We both ignored her.
“When the second attack came, I kept one of them alive so I could try to remove the pendant.” Dominic continued eyeing Alice through narrowed lids as if daring her to interrupt him. She grinned but stayed quiet, thankfully. “Call it curiosity if you will, or distrust, but I thought you were doing something to prevent me from taking it off you when I tried.”
“Of course you did,” I murmured acerbically, which earned me the same look as the one the human got.
“It came off without any resistance.”
I blinked at him. “I’m sorry?”
“I ripped it off his throat with little effort.”
“It can’t be. It doesn’t come off.” Tension started at the center of my forehead, though it was probably caused by my intense frown.
“Have you tried taking a pendant off of someone else?” the shifter asked slyly, and that had me scowling at him.
“No, I haven’t. Why would I?”
“Exactly my point. Back inside, I tried taking yours off again. It wouldn’t budge unless I cut your head off. Theirs come off, yours doesn’t. It has something to do with …” he struggled for a word, so I saved him from the misery.
“Me being different, yes we heard.” That had the opposite effect from the one I was expecting. The lines on Dominic’s face softened and he filled his chest to bursting before blowing out a sigh.
“Different is not necessarily a bad thing, Brooklyn. Not from where I’m standing.” That time when he said my name there was so much weight placed behind it that my heart skipped a beat before drumming against my chest.
“To me it has always been a hindrance, so I wouldn’t know.” Scrubbing a hand over my face, I looked at the open page next to me. “There is no way we can find a witch willing to undo whatever was done. The only witches I’ve seen belong to the Syndicate.”
Somewhere along the way the idea of having the pendant removed had become important to me. It could’ve been when I saw Veronica rip hers off, because to me it seemed like that set her free, and I wanted that freedom, though I knew I’d never have it. Or maybe it happened after seeing Dominic’s disgust when he looked at it. One way or another, it was just another thing that I could use to flip the Council off, so I was all for it.
“Hello.” Alice waved her hand in front of my face, her eyes as wide as saucers behind her thick glasses. “Witch right here, didn’t you hear what I said before we left my kennel?”
“Alice”—On a sigh, I watched her, my mind racing to come up with how to say something without offending her. “The witch we need might mean something different to humans. I don’t sense that power in you.”
“Oh, that’s fine.” Acting like I just told her she is the master witch of the universe, she grinned and jumped to her feet. Her glasses tilted sideways on her face, but she didn’t seem to notice. “That’s because I’m not ready. First, I have to open a circle. It’s how this works. Trust me, Brooklyn. I’ll be right back.”
Dominic and I watched her dart out of the living room and disappear into the kitchen, then a few seconds later pots and pans started banging, the loud noises followed by the crash of a glass breaking. Both of us flinched from the sound and turned to glance at each other.
“I don’t have the heart to tell her in any different way.” Confessing under my breath, I looked away from him.
“No harm in trying.
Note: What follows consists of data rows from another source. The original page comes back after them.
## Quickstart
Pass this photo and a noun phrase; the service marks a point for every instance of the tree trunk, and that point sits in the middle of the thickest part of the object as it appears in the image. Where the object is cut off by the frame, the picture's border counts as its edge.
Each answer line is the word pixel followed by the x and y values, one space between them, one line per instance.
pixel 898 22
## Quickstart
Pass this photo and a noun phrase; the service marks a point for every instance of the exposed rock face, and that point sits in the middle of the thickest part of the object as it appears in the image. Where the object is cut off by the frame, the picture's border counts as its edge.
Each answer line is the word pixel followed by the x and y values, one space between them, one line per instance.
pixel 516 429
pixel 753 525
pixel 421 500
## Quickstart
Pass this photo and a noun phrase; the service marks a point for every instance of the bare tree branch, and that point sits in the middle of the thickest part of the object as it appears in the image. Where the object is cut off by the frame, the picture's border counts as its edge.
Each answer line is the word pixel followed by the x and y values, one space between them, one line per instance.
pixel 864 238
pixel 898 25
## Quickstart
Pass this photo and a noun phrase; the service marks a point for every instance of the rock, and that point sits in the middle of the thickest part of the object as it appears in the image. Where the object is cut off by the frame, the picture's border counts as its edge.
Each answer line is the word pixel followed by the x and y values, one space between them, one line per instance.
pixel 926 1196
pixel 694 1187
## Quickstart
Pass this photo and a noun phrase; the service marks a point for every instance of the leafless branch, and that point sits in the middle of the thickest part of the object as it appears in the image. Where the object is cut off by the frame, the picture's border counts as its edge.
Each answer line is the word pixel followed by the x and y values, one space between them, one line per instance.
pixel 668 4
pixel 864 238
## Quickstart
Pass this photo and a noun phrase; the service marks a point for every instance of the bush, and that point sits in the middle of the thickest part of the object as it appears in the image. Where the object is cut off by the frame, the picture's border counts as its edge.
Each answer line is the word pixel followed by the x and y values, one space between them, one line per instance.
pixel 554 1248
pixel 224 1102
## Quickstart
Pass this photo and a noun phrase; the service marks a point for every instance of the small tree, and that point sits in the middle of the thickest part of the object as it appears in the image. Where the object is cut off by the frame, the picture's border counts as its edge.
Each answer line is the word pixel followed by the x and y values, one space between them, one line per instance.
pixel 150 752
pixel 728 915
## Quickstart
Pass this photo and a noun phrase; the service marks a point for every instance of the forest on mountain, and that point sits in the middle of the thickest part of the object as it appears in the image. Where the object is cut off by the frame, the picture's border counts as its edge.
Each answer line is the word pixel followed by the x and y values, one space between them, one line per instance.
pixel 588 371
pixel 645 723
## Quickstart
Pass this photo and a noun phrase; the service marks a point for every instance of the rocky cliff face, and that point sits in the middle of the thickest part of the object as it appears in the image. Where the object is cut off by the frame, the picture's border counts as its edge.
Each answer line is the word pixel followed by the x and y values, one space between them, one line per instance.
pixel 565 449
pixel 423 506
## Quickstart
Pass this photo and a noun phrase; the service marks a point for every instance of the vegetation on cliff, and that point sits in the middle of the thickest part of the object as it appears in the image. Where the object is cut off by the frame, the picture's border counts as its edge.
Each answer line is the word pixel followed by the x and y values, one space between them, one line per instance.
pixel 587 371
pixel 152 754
What do we have to lose?”
“Time?”
“We have nothing but time until nightfall.” Turning away from me, Dominic walked up to the window, folding his hands at the small of his back. His wide shoulders obscured almost the entire thing, the lightening sky casting a bright glow like an aura around his body.
“We were also different.” His deep voice had a faraway quality as if he was talking to himself, not me. “My family and I.”